On a clean start, watch the console for oxmysql confirming its database connection before qb-core initializes. qb-core itself only provides the framework core, it does not include a character-creation screen, spawn selection menu, or inventory UI on its own. Those come from separate companion resources installed after qb-core, which is why a bare qb-core install alone will not yet give you a playable character on first join.

A QBCore server that boots without errors and a QBCore server that can actually create a character are two different milestones. The gap between them is almost always a missing SQL import or a resource that started before its dependency.

The faster path: letting txAdmin do this for you

Everything above is the manual path, useful for understanding what is actually happening and for diagnosing errors later. txAdmin's Recipe Deployer can do most of it for you: its Popular Recipes list includes a QBCore template that downloads qb-core and its standard companion resources, prompts you for database credentials during deploy, runs the SQL imports automatically, and writes server.cfg with the correct resource order already in place. If your goal is a working server rather than understanding every step, deploying the QBCore recipe through txAdmin's setup wizard gets you there with far fewer manual steps than cloning and wiring everything up by hand.

Common QBCore installation errors and how to fix them

  • qb-core errors immediately on start. Check that oxmysql appears above qb-corein server.cfg and is actually starting, not just present in the resources folder. qb-core's manifest declares oxmysql as a hard dependency, so a missing or late-starting oxmysql breaks it.
  • Connection string fails silently. A database password containing reserved characters such as ; , / ? : @ & = + $ # can break the connection string format. Use a plain alphanumeric password, or switch to the semicolon key-value connection format instead of the URI format.
  • Server boots but characters will not create. This almost always means qbcore.sql was never imported into the database your connection string points to. Reimport it and confirm the database name in HeidiSQL or the mysql client matches your connection string exactly.
  • Locked out after enabling whitelist. Grant your own identifier the ACE group referenced by Config.Server.WhitelistPermission in server.cfg before enabling Config.Server.Whitelist, not after.
  • First boot hangs or seems stuck. Let dependency installation finish completely on first launch rather than restarting midway; interrupting it before it completes is a documented cause of broken first installs.

Where self-install stops being enough

Getting a QBCore server to boot is a solved problem once you know the dependency order. What this guide does not cover is whether the third-party jobs, vehicles, and inventory scripts you add on top of QBCore are actually compatible with each other, or whether your server.cfg is tuned for the player count you are targeting. That is a different kind of testing than a clean install checklist can give you.

If you want your framework choice and script stack reviewed before you add real content, our framework fit guide covers how QBCore compares to Qbox and ESX for a 2026 build, and a scoped build engagement can cover configuration and compatibility testing beyond the install itself.

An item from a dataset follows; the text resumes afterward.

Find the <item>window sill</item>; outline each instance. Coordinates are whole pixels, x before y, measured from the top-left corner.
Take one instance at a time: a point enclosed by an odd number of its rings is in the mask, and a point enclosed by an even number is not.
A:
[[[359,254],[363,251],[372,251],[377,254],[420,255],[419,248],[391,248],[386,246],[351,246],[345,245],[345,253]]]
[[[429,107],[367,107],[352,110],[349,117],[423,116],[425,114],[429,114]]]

The bottom line on installing QBCore

QBCore's install steps are not complicated in isolation. Database, then oxmysql, then qb-core, then everything else. Where first installs actually fail is skipping the SQL import, starting resources out of order, or flipping on the whitelist before granting the matching ACE group. Follow the dependency chain qb-core itself declares, and the rest of the install is mostly waiting for downloads to finish.